We have repeatedly pointed out that finding life on other planets has no bearing on the question of God’s creation of life on Earth. The Bible does not say that this is the only place where God created life.
Astronomers have observed over 3500 planets orbiting stars other than our Sun. Many writers have suggested that life in space is natural and likely because of the number of planets that exist. That assumption has a problem. There are an enormous number of variables that must be precisely controlled to allow life to exist.
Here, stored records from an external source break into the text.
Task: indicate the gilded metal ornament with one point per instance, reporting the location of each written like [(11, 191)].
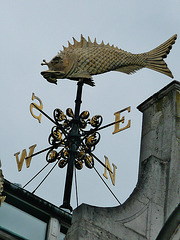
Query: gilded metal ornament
[(84, 59), (61, 137)]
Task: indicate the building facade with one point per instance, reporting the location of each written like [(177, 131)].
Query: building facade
[(152, 211), (24, 216)]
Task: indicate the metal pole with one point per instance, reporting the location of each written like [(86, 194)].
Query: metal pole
[(74, 140)]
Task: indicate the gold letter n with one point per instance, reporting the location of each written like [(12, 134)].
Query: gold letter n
[(112, 175), (23, 156)]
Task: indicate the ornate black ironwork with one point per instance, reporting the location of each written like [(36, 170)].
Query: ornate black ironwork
[(75, 134)]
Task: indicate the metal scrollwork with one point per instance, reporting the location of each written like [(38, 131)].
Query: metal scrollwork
[(62, 136)]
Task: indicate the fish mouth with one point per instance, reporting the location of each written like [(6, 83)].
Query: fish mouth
[(52, 76)]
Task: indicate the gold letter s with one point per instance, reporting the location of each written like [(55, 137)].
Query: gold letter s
[(109, 167)]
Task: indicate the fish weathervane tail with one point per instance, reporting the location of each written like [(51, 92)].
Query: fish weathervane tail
[(84, 59)]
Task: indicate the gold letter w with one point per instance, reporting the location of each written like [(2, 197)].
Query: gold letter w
[(23, 156)]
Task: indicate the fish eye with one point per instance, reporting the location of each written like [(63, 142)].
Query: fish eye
[(56, 59)]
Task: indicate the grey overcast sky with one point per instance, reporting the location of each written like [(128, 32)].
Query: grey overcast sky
[(31, 31)]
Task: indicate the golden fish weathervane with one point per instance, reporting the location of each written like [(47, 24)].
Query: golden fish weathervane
[(84, 59)]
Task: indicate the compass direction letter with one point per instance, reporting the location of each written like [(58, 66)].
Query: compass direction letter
[(118, 120), (108, 166), (23, 156), (40, 107)]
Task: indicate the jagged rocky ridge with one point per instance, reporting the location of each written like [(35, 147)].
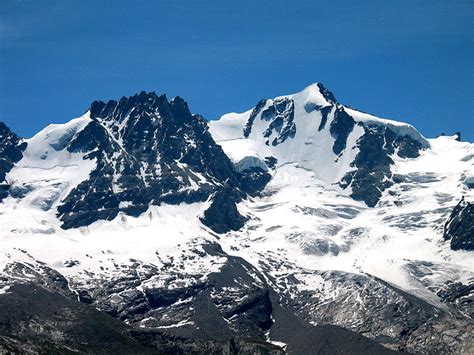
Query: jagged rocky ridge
[(150, 151), (459, 229), (281, 121), (109, 210), (11, 148)]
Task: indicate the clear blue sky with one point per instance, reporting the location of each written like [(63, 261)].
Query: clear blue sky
[(409, 60)]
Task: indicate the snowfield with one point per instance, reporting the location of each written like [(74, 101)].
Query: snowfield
[(305, 236)]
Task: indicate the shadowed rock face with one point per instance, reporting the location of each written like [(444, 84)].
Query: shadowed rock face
[(149, 151), (45, 316), (11, 151), (459, 228), (376, 146)]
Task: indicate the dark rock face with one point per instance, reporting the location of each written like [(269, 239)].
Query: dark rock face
[(149, 151), (341, 127), (253, 114), (459, 228), (223, 216), (11, 151), (38, 320), (373, 162), (280, 116)]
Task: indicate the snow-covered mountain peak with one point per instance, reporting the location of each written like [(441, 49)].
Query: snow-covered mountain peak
[(271, 224), (343, 147), (314, 94)]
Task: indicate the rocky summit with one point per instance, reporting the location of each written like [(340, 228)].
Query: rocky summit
[(301, 226)]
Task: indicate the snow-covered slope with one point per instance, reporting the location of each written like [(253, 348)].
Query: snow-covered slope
[(344, 215), (341, 146)]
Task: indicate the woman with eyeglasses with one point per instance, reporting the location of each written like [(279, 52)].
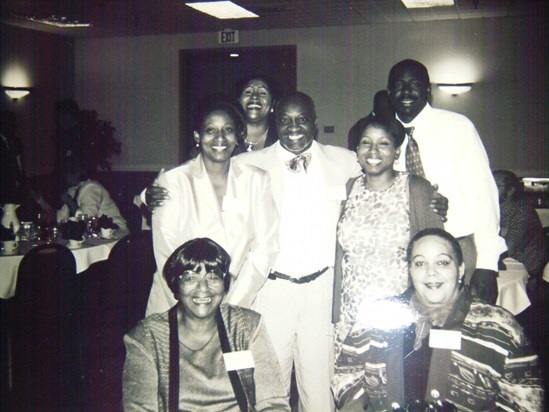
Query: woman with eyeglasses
[(201, 354), (435, 348)]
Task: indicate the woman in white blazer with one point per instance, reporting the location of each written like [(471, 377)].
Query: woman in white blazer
[(209, 196)]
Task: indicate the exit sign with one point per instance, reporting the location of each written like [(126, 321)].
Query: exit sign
[(228, 36)]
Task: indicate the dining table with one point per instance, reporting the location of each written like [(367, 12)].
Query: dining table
[(512, 283), (92, 250)]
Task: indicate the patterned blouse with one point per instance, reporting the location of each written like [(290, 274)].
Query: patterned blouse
[(374, 231)]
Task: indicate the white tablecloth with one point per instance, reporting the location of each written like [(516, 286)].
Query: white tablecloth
[(512, 287), (92, 250)]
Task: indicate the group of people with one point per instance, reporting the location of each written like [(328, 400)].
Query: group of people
[(311, 235)]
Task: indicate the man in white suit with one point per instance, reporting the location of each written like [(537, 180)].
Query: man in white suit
[(308, 182)]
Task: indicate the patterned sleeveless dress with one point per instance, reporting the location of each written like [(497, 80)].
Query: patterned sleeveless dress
[(374, 231)]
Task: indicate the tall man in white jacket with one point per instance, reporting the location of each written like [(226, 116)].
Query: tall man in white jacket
[(453, 157)]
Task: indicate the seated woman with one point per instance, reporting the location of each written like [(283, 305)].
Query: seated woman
[(435, 348), (201, 354), (520, 225), (383, 210), (86, 196)]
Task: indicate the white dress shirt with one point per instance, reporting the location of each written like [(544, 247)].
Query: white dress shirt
[(454, 157)]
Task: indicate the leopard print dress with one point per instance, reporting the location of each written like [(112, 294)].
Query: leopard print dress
[(374, 231)]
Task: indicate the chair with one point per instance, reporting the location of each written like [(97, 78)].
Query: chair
[(45, 331), (126, 286)]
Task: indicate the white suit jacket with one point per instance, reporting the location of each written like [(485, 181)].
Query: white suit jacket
[(246, 227), (338, 166)]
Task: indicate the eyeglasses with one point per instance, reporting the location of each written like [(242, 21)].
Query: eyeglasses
[(422, 406), (213, 278)]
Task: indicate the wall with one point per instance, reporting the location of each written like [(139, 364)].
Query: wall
[(134, 81), (46, 63)]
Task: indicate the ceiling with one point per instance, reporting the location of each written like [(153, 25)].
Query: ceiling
[(145, 17)]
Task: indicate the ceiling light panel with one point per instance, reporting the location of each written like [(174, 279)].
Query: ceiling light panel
[(222, 10)]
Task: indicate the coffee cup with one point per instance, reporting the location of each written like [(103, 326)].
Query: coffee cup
[(9, 246), (107, 233), (73, 243)]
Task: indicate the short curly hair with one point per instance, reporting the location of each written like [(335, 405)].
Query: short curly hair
[(190, 255)]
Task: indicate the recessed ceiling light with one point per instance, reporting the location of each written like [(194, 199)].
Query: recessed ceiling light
[(58, 21), (222, 10), (422, 4)]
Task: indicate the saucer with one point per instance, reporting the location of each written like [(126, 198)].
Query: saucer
[(4, 253)]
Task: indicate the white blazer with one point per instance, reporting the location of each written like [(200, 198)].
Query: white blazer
[(245, 226)]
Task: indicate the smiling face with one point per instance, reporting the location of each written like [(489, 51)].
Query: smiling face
[(256, 100), (217, 137), (409, 90), (199, 293), (296, 124), (434, 270), (376, 151)]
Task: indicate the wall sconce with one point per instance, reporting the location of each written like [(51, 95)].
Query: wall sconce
[(16, 93), (455, 88)]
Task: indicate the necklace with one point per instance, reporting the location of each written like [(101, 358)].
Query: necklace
[(251, 144)]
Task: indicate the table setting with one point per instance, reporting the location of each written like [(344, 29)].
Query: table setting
[(90, 240)]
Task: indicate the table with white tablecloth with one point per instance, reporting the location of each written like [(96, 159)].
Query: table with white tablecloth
[(93, 250), (512, 287)]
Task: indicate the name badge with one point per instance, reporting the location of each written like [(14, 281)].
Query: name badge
[(238, 360), (445, 339), (336, 192), (233, 205)]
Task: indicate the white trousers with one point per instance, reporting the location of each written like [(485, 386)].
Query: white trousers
[(298, 319)]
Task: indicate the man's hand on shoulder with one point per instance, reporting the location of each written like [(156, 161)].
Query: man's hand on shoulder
[(484, 285)]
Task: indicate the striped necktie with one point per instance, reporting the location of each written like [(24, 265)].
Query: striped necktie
[(413, 158)]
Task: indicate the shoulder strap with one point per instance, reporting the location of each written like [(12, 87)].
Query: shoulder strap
[(173, 400), (233, 375)]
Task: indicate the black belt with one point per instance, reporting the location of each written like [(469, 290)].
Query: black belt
[(303, 279)]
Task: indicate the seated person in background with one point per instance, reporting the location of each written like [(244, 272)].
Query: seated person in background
[(86, 196), (14, 186), (441, 350), (179, 359), (520, 225)]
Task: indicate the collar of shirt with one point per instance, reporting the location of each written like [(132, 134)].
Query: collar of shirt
[(417, 120), (285, 155)]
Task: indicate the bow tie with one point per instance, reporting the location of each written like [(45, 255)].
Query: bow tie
[(298, 163), (410, 131)]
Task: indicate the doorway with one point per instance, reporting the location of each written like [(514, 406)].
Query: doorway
[(206, 71)]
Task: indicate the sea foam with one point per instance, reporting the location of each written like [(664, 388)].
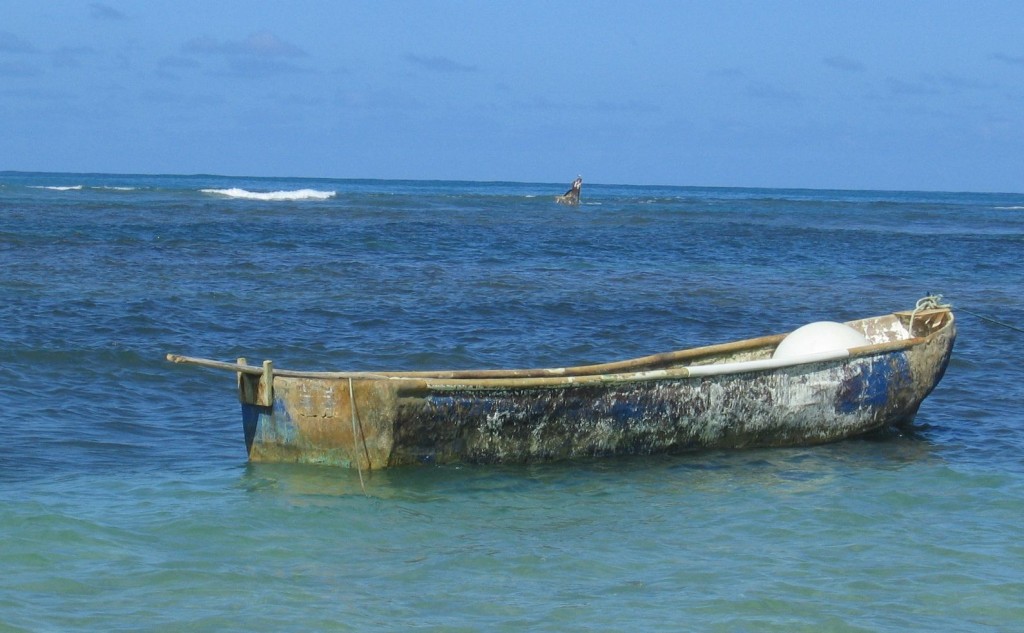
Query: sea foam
[(294, 195)]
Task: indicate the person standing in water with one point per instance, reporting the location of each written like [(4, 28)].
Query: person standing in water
[(571, 197)]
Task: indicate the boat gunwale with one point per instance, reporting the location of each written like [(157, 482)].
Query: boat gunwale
[(614, 372)]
Scientists have recently discovered that while it takes 243 days for Venus to rotate once, its atmosphere requires only four days in what is called “superrotation.” How can a planet’s atmosphere rotate 60 times faster than the planet itself? What effect does this have on the conditions at the surface of the planet where life could exist?
Another recent discovery concerns Proxima Centauri b, a planet orbiting in the habitable zone of the closest star to us other than the Sun. The star it orbits, Proxima Centauri, is continuously flaring and driving away any atmosphere that an orbiting planet might have. Astronomers working on the study of this star and the planets around it released a statement saying “any chance for life on Proxima Centauri b may be toast.”
We continue to find that the conditions needed for life on other planets are numerous. Having water is important, but many other factors must be carefully controlled for a planet to support even the most simple forms of life.